The two most common impurities in natural gas are hydrogen sulfide and carbon dioxide, called acid gases. In order to make the contaminated gas suitable for use and sales requires removal of the hydrogen sulfide (H2S), and often partial removal of the carbon dioxide (CO2) component.
Some of the known processes for purifying natural gas utilized offshore are amine absorption and regeneration, solid absorbents, liquid scavengers, and catalytic oxidation. The amine and solvent-based systems have large heats of regeneration, large energy requirements, large cooling loads, and fresh water make-up. Solid absorbents are only applicable to H2S removal and create material handling problems, both with the loading, unloading, and disposal of the spent solid activities that are particularly difficult, hazardous and time consuming on an offshore platform.
The amine sweetening system produces a waste gas stream consisting principally of hydrogen sulfide gas. The gas can be flared but produces sulfurous acid, a corrosive and toxic air pollutant, regulated under the Clean Air Act. Accordingly, it is an object of this invention to provide a method which enables a more economical and convenient means of treating the natural gas.
An example of where removal of H2S and CO2 from a gas stream is necessary can be found during the production of natural gas on an offshore production platform. The H2S must be removed for a number of reasons. First of all it is lethal, and at low concentrations it has a very disagreeable odor. It promotes the formation of hydrates in the downstream systems and causes sulfide stress cracking of carbon steel. On the other hand, CO2 in natural gas is objectionable because it is an inert and reduces the heating value. H2S and CO2 are commonly referred to as acid gases. In the U.S., the H2S content of natural gas is nearly always limited to 0.25 gr/100 scf (4 ppmv) and specifications can be as low as 1 ppmv in some countries. The CO2 content is often limited to 2.0 vol % in the U.S.
A variety of processes have been developed for removing acid gases from natural gas. Only a select few have been applied to offshore gas production. In general, the most common processes include selective absorption by solid absorbents, reaction and physical solution by selective solvents, reaction with specific chemical agents, and so forth. The selection of the process depends on the volumes of gas to be treated, and the acid gas concentrations.
Although a few processes have proved successful for acid gas removal in offshore applications, they are usually energy intensive, operationally complex, requiring large, expensive equipment, continual operational attention, and need an additional process step to convert the H2S to sulfur. This step is usually referred to as a sulfur removal unit (SRU).

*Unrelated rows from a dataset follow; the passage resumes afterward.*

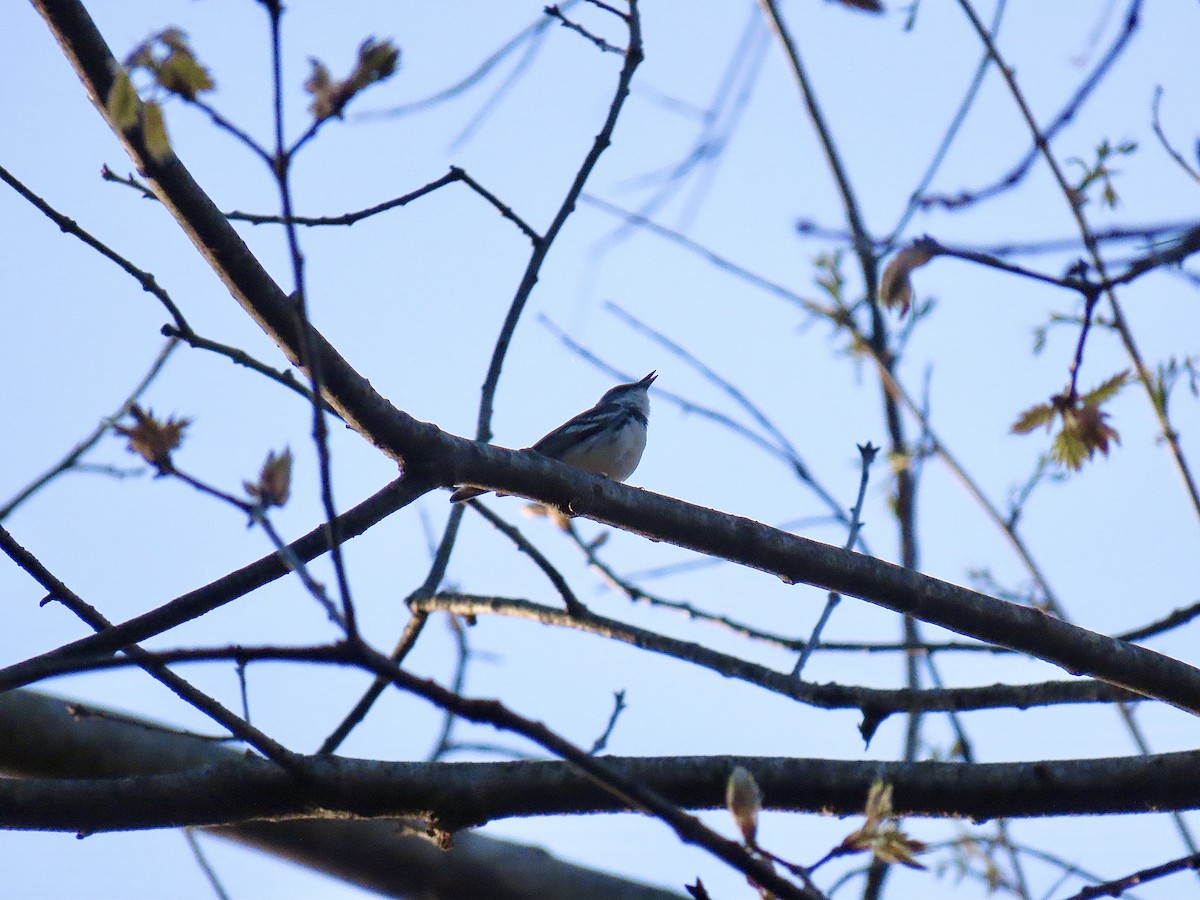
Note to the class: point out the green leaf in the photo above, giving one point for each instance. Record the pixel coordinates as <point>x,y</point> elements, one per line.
<point>123,101</point>
<point>154,132</point>
<point>1069,449</point>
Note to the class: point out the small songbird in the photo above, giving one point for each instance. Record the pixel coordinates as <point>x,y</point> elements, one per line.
<point>606,439</point>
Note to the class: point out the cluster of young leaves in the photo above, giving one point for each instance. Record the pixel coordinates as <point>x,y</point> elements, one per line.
<point>155,441</point>
<point>880,833</point>
<point>1083,429</point>
<point>173,67</point>
<point>895,285</point>
<point>377,61</point>
<point>1101,172</point>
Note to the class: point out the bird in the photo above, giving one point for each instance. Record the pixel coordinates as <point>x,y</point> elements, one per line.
<point>607,439</point>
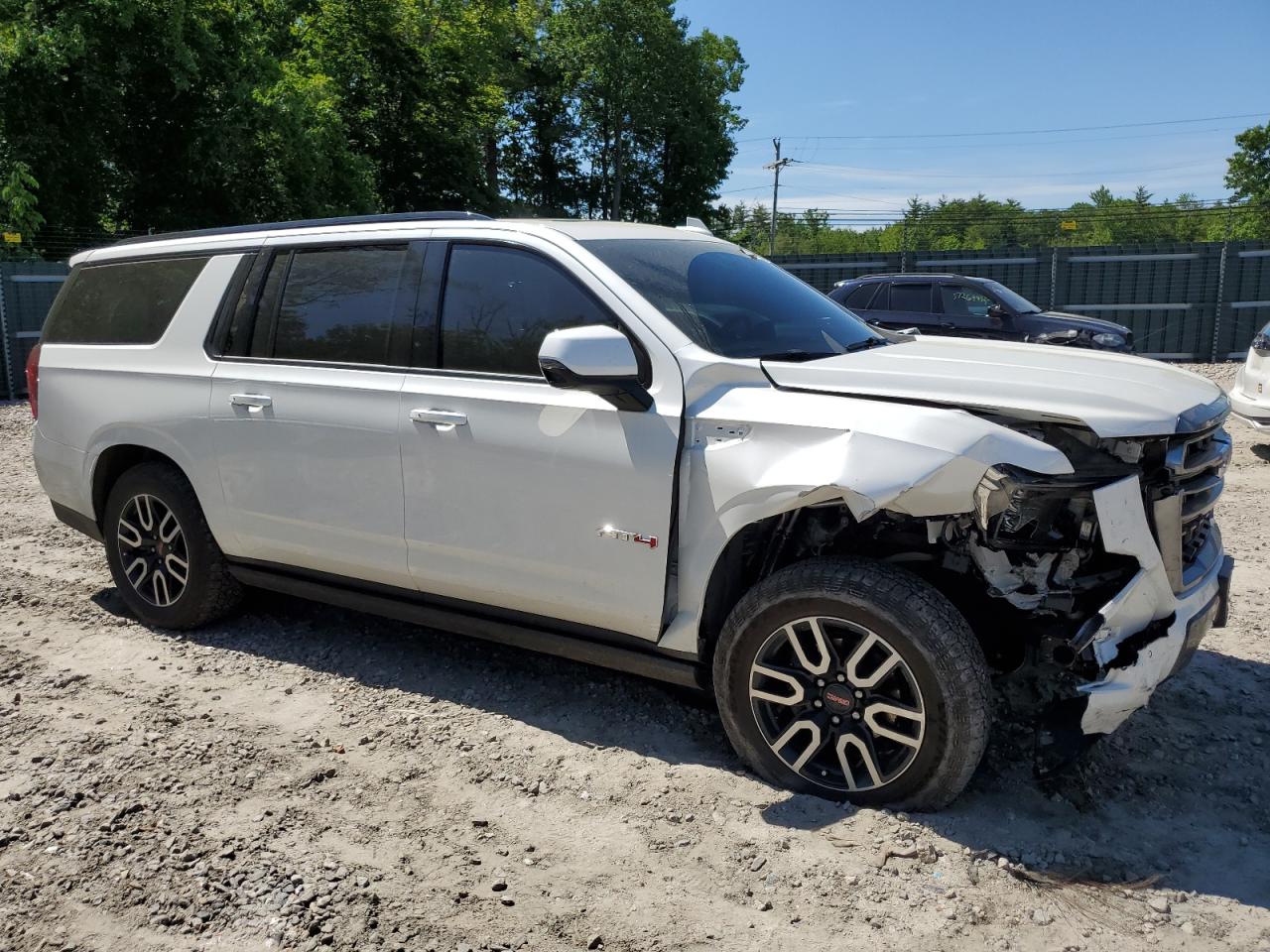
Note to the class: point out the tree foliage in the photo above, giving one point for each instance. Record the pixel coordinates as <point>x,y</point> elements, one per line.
<point>982,222</point>
<point>136,114</point>
<point>1248,172</point>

One typical solvent adsorption process is amine sweetening, utilizing ethanolamine solvent such as MEA, MDEA and DEA. The solvent is circulated to the gas contactor, where it removes the H2S, then to the condensate separator, the rich/lean amine exchanger, and is regenerated in the stripper/reboiler section. Heat is required, usually by way of a gas-fired boiler to regenerate the amine, creating a potential fire hazard on an offshore platform that has limited space to separate process equipment. The reboiler feeds the stripper column that also requires an air or water-cooled condenser to condense the amine to minimize losses. The regenerated amine, still hot from the stripping process, must be cooled before being pumped and returned to the contactor. Typical energy requirements are 20-40 MMBtu/hour, plus 500-1000 horsepower to drive the pumps and coolers.
In addition, there is a requirement of fresh make-up water. These systems cost from $10-20 million and occupy a large area of the platform. The system must be constantly monitored for solution strength, impurities, corrosion inhibitors, and the addition of fresh solvent, as there is a constant solvent loss with the treated gas. The by-product of the process is a concentrated acid gas stream that usually cannot be flared. A second system is required to remove the H2S and convert it to sulfur. This additional step, usually referred to as an SRU, is also a complex system, costing several million dollars and occupying more area on the already limited offshore platform. The SRU also requires continuous and routine operational attention and maintenance.
The system envisioned here would overcome these shortcomings. Seawater scrubbing as presented herein does not require any heaters, there is no make-up solvent or fresh water requirement, the equipment is simple and can be remotely or automatically controlled, creates no acidic gas stream that requires additional treatment, has a minimum of pieces, and low energy requirements.